Imaginaos la desolación de un pobre pastor cuya oveja se ha
extraviado. Abandonando al rebaño, corre por los bosques y colinas, pasa a
través de espesuras y matorrales, lamentándose y gritando con todas sus fuerzas,
no pudiendo resignarse a volver sin su oveja. Eso es lo que hizo el Hijo de
Dios cuando los hombres, por su desobediencia, se alejaron de la conducta
señalada por su Creador; bajó a la tierra y no ahorró cuidados ni fatigas para
devolvernos al estado del que habíamos caído. Es lo que sigue haciendo con los
que se alejan de él por el pecado; sigue sus huellas, llamándolos sin cesar
hasta que vuelven al camino de la salvación.

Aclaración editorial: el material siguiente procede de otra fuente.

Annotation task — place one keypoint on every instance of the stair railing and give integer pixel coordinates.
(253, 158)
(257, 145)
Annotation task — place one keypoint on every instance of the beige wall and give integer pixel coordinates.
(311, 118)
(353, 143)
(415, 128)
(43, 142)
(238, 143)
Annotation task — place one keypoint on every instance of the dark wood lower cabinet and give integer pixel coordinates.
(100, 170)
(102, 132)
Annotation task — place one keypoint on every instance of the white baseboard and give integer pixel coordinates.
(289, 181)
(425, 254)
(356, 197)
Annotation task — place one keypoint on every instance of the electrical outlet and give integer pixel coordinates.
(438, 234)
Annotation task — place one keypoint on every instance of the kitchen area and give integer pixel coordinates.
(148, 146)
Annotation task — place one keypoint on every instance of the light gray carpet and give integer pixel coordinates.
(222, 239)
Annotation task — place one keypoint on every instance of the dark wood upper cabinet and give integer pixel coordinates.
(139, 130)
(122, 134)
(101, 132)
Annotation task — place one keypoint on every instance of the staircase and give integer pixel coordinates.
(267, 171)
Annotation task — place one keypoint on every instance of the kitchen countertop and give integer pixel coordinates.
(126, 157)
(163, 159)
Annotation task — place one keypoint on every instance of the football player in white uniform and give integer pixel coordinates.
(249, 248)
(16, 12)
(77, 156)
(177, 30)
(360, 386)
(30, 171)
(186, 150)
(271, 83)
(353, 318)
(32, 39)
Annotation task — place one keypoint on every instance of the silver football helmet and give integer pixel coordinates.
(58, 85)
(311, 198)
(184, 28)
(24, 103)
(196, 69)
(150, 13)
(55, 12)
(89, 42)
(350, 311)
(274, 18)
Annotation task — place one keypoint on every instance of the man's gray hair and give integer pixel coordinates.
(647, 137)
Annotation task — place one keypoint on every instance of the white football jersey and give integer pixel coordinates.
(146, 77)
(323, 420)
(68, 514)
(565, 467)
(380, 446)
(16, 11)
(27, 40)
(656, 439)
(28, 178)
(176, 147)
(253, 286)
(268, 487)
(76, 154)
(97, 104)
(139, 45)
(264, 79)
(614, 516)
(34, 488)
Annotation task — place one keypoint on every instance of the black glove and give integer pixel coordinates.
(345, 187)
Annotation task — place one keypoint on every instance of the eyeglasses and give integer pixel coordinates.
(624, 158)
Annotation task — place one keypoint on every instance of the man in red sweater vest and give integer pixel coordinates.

Si no hubiera actuado así, sabéis bien lo
que habría sido de nosotros después del primer pecado mortal; nos sería
completamente imposible volver al camino. Es preciso que sea él quien actúe primero, que nos presente su gracia,
que nos persiga, que nos invite a tener piedad de nosotros mismos, sin lo cual
nunca se nos hubiera ocurrido pedirle misericordia. El ardor con que Dios nos
persigue es, sin duda, efecto de una misericordia muy grande. Pero la dulzura
con que viene acompañado este celo nos muestra una bondad todavía más
admirable. No usa jamás la violencia, sino tan solo la dulzura. No sé de ningún
pecador, en toda la historia del evangelio, que haya sido invitado a la
penitencia por otro medio que el de las caricias y beneficios.
San
Claudio de la Colombiére
Jesuíta francés, misionero y autor de obras de espiritualidad. Dirigió
espirítualmente a santa Margarita M" de Alacoque y propagó por todas
partes la devoción del Corazón de Jesús (1641-1682).